Après avoir explicité son approche théorique, l’auteur offre une analyse en deux volets de l’institution judiciaire, en se concentrant d’abord sur le système de jugement, puis sur le système de répression. Lagasnerie critique alors la dissociation opérée au début de chaque procès entre un individu, d’une part, et un acte, d’autre part, l’objet du procès étant alors de « décider si, oui ou non, les deux peuvent être liés » (p. 110). Cet exercice d’imputation d’une responsabilité à l’auteur d’un acte, suivant ses caractéristiques personnelles et psychologiques, s’oppose à la démarche préconisée par Lagasnerie, qui viserait plutôt à désindividualiser le jugement porté sur une personne et un acte dans le cadre d’un procès.
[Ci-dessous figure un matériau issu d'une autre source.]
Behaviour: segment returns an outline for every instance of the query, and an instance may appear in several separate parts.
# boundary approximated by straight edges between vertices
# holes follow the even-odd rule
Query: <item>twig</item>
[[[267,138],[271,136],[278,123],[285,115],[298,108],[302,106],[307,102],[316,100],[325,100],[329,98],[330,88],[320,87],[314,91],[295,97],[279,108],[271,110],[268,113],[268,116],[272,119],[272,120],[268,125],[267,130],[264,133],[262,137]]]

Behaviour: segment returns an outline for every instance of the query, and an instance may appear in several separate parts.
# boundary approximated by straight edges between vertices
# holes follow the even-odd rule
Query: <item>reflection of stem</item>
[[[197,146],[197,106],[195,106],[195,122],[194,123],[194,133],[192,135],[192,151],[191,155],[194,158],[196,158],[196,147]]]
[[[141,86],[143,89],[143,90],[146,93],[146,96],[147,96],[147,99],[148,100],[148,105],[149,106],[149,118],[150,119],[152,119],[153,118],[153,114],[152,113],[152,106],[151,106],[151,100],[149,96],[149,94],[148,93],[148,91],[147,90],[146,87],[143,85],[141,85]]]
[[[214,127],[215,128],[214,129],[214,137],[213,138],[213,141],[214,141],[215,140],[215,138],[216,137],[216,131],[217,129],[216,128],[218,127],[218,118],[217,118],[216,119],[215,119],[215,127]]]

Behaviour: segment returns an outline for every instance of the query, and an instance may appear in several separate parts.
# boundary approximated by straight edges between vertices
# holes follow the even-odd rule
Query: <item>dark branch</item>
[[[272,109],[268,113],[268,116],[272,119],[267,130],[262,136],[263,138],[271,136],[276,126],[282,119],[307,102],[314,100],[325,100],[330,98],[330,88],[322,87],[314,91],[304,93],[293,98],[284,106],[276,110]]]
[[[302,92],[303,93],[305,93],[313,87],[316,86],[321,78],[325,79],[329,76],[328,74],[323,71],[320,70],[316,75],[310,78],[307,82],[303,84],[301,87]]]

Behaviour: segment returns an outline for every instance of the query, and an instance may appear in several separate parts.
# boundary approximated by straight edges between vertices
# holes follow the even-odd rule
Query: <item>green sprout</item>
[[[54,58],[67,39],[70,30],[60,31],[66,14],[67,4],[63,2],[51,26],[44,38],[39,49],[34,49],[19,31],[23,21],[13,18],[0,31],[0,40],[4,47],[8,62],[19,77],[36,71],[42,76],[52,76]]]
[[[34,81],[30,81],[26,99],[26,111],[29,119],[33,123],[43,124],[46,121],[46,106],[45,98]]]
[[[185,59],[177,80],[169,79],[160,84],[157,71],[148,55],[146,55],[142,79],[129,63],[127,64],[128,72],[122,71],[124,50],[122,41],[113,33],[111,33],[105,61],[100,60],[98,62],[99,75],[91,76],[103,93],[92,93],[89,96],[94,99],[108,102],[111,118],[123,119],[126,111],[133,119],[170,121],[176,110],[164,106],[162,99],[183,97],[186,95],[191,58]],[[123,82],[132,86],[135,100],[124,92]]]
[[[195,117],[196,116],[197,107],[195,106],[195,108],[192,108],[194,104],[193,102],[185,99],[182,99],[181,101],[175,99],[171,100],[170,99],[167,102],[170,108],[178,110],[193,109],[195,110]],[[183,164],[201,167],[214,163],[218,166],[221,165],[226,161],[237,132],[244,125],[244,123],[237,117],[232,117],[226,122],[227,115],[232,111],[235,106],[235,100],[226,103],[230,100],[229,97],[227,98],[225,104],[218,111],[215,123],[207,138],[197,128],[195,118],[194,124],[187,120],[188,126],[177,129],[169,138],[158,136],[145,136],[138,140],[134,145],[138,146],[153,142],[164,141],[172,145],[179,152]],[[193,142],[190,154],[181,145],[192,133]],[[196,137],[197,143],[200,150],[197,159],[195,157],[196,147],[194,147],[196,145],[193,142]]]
Le philosophe va en fait jusqu’à accuser l’entretien de personnalité effectué lors des procès d’être « une ruse de la raison pénale. Tout en se donnant bonne conscience sous prétexte de “comprendre”, on réfère l’acte jugé à une série d’autres traits individuels sans jamais référer tous ces éléments à leurs causes objectives ni à leurs enracinements dans la vie sociale et politique concrète, » (p. 151) Face à cette dé-sociologisation des actes individuels, Lagasnerie propose une « lecture politique des totalités » (p. 181), qui supposerait de prendre pleinement en compte les rapports entre les actes individuels et les conditions sociales qui les ont encouragés – expérience de la précarité économique, culture de la masculinité axée sur l’emploi de la violence dans la résolution des problèmes, etc. Une telle pratique impliquerait notamment « d’interroger nos pulsions de jugement, d’orienter notre énergie vers la transformation des totalités politiques plutôt que vers la répression des actions individuelles qui n’en sont que la manifestation occasionnelle et locale » (p. 185).

L’analyse du système de répression offerte par Lagasnerie inverse, à certains égards, la critique du système de jugement énoncée dans la partie précédente de son livre : si la justice désocialise les causes des actions, elle désindividualise en retour leurs conséquences, en postulant que les actes délictueux ne portent pas seulement atteinte aux personnes qui en sont victimes, mais également à des notions générales comme la nation ou encore l’ordre public. L’auteur soutient ainsi qu’« après avoir désocialisé les acteurs, l’État pénal “socialise” les actions, comme s’il voulait rendre chacun d’entre nous potentiellement responsable d’encore plus que ce que nous avons réellement fait afin de renforcer son emprise sur nous » (p. 225). Pour contrer cette perspective, Lagasnerie propose de concevoir l’acte criminel de manière plus restreinte, comme une « relation interpersonnelle dans laquelle un individu a infligé un tort à un autre » (p. 243), ce qui ouvrirait la voie à « des modalités plus latérales, plus singulières, de gestion des réponses à apporter aux agressions, qui se situeraient dans le registre de la reconstruction et laisseraient aux acteurs la capacité de donner des significations autonomes à ce qui leur est arrivé, affirmeraient la possibilité du pardon, de la négociation, de la compensation, de la prise de parole » (p. 265).

Geoffroy de Lagasnerie conclut son ouvrage avec un appel à réintroduire la spéculation et la réflexion globale dans l’analyse en sciences sociales, en soutenant que sans ces dernières la recherche « ne peut poser que des questions locales, c’est-à-dire qui s’inscrivent dans et donc ratifient les formes des institutions – lesquelles ne seront par conséquent jamais interrogées dans leur définition même » (p. 286). Ce livre à contre-courant des représentations dominantes de l’État et du droit constitue une addition bienvenue aux débats sur les manières de rendre l’administration de la justice plus équitable et démocratique, tout en invitant à une analyse critique et englobante des phénomènes sociaux et des institutions politiques. En définitive, que l’on soit d’accord ou non avec les thèses défendues par Lagasnerie, on doit reconnaître qu’elles offrent un éclairage nouveau sur des questions – rapports entre État et société, crime, justice et punition, etc. – à la fois très anciennes et d’une grande actualité.